Applications are invited for a postdoctoral computational biologist to join the Laboratory of Professor Sir Tom Blundell at the University of Cambridge, Department of Biochemistry, Central Cambridge.
The successful candidate will work on a project, funded by the Cystic Fibrosis Trust as a Strategic Research Centre in Cambridge, to understand the strain variation and development of antimicrobial resistance in Mycobacterium abscessus. This is a collaborative grant led by clinician Professor Andres Floto, and involving Professor Chris Abell,in Department of Chemistry, university of Cambridge, and Dr Julian Parkhill at the Wellcome Trust Genome Campus.
Mycobacterium Abscessus (Mab) is distantly related to tuberculosis, and can cause a devastating lung infection in CF individuals. This can be impossible to treat, often prevents safe transplantation, and leads to accelerated lung damage and death. The project will involve analysis of a sequenced global collection of over 1500 clinical isolates and a mutant library of Mab. The post-holder will make a computational protein-structure analysis of Mab proteome to identify critical genes responsible for survival and infection - these genes will then become targets for our Fragment-based Drug Discovery campaign.

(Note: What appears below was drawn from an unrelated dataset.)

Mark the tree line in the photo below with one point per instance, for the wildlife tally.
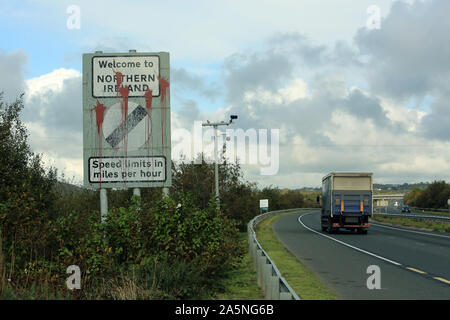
(152, 247)
(435, 196)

The Blundell group has already begun to generate an Mab proteome database using modeling programs developed over the past 30 years, including Fugue, Modeller, and other software pipelines developed for the Mycobacterium tuberculosis database, CHOPIN. The post-holder will generate models built on structures of homologues, with multiple models for conformational states characteristic of different oligomeric states and ligand binding, including identification of hotspots and binding cavities, reflecting various functional states of the proteins. Knowledge of the computational proteome will provide crucial support for conventional and target-agnostic fragment-based drug discovery campaigns, and allow in silico chemical screening and cheminformatic predictions. The pipeline will also provide structural analyses of mutations, associated with strain variation and drug resistance, using our software SDM and mCSM. Detailed drug resistance/tolerance phenotyping of clinical isolates that have already been whole-genome sequenced will allow experimental validation of these predictions and provide a large training set for machine learning computational approaches. This will then provide the basis for analysis of new clinical isolates and the mutant library of Mab.
The successful candidate must have or be about to complete a PhD, preferably in a computationally focused research project. Knowledge of developing software in genomics and/or structural proteomics is required, with skills in coding in Python desirable.
Fixed-term: The funds for this post are available for 24 months in the first instance.
If you have any questions about this vacancy, please contact Prof Sir Tom Blundell (firstname.lastname@example.org).
To apply online for this vacancy, please click on the 'Apply' button below. This will route you to the University's Web Recruitment System, where you will need to register an account (if you have not already) and log in before completing the online application form.
If you have any questions about the application process, please contact Adriana Dote (email@example.com).
Please quote reference PH13944 on your application and in any correspondence about this vacancy.
The University values diversity and is committed to equality of opportunity.
The University has a responsibility to ensure that all employees are eligible to live and work in the UK.